Start with fewer subtasks and scale up. Each subtask has its own sandbox and internet access, so there is real cost to over-decomposing. A good rule: if two subtasks would search for nearly identical information, merge them into one.

## Common Patterns

### Deep Research (Cascade Pattern)
For topics requiring depth, run two rounds: a broad first pass, then a targeted second pass based on findings.

**Round 1:** 5-8 subtasks covering major facets of the topic.
**Synthesis:** Identify gaps, surprises, and areas needing deeper investigation.
**Round 2:** 3-5 subtasks targeting the specific gaps identified in round 1.
**Final synthesis:** Merge both rounds into a comprehensive report.

### Competitive Intelligence
Research N competitors with identical prompts, then build a comparison matrix.

### Data Collection
Gather structured data from N sources, validate consistency, and merge into a single dataset.

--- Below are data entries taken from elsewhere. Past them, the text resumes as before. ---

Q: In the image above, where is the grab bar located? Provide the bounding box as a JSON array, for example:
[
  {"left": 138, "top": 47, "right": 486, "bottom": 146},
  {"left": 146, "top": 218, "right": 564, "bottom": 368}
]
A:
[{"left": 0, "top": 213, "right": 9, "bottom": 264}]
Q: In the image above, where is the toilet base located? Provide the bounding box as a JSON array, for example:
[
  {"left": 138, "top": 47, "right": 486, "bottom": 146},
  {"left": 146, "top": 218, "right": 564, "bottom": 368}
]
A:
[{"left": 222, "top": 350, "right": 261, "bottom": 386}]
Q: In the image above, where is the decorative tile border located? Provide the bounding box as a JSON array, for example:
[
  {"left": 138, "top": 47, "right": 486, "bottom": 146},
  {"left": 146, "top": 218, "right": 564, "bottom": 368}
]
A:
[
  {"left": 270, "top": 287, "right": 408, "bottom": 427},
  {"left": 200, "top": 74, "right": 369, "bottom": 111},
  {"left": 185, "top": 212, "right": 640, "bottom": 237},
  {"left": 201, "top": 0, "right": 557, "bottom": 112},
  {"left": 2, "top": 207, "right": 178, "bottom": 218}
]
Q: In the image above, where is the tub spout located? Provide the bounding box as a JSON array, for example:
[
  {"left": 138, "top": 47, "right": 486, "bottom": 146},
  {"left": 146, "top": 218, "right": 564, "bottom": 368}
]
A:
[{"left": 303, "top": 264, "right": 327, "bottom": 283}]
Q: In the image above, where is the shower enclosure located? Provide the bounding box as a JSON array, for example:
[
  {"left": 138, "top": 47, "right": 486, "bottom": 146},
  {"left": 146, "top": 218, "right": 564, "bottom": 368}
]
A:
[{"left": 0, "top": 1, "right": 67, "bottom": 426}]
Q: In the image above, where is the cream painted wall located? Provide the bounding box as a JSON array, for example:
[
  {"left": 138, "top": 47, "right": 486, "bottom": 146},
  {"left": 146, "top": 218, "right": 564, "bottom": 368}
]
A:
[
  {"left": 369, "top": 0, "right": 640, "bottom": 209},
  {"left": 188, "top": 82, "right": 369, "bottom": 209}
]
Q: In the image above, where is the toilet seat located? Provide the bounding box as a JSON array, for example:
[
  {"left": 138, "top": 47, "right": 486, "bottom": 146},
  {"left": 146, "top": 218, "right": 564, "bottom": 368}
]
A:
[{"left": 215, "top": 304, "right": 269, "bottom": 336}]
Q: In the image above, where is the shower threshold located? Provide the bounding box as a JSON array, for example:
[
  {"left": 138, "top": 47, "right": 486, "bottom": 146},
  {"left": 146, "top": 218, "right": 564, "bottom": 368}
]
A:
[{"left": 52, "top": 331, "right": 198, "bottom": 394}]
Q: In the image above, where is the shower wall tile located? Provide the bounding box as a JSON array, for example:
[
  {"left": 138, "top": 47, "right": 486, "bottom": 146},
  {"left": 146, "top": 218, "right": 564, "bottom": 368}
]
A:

### Multi-Source Verification
Research the same claim from N independent sources to assess reliability.

Overview

This skill enables massively parallel research and data gathering using Manus's map tool to spawn up to 2,000 independent workers. It is designed to break a large research problem into many identical subtasks, run them concurrently with full web access, and then synthesize structured outputs into a coherent report. The focus is on scale, repeatability, and producing aggregated insights quickly.

How this skill works

Define a decomposition strategy (by entity, facet, source type, or URL) and a consistent output schema that every worker returns. Dispatch the list of inputs to the map tool so each worker executes the same prompt template in its own sandbox. Finally, aggregate results by weighting confidence, resolving conflicts, extracting cross-cutting themes, and producing a structured synthesis with citations.

When to use it

Researching many companies, products, or people in parallel (N-entity research).
Gathering multiple facets of a single topic concurrently (N-facet research).
Collecting structured data from a large list of URLs or sources.
Conducting competitive analysis or market scans where comparable outputs are required.
Verifying claims by collecting independent source evidence at scale.

Best practices

Design a clear, consistent output schema including summary, confidence, and sources fields.
Start small (5–50 subtasks) to validate prompts and schema before scaling to hundreds or thousands.
Merge nearly identical subtasks to reduce redundancy and cost.
Weight and triage results by reported confidence; flag low-confidence findings for review.
Run a two-round cascade (broad pass then targeted follow-ups) for deeper topics.

Example use cases

Compare AI strategies across the Fortune 100 with uniform prompts and a comparison matrix.
Produce a multi-angle research dossier on a technology (performance, security, adoption, tooling).
Audit hundreds of landing pages for UX, messaging, and calls-to-action using URL inputs.
Collect market-size figures from industry reports, papers, and government sources in parallel.
Validate a controversial claim by sourcing independent evidence from diverse categories.

FAQ

Can I use swarm for tasks that require shared state between workers?

No. Swarm is optimized for independent, similarly structured subtasks. Tasks requiring shared state or sequential dependencies are poor fits.

How do I handle conflicting results from different workers?

Flag conflicts in synthesis, cite both sources, and weigh findings by each worker's reported confidence and source quality.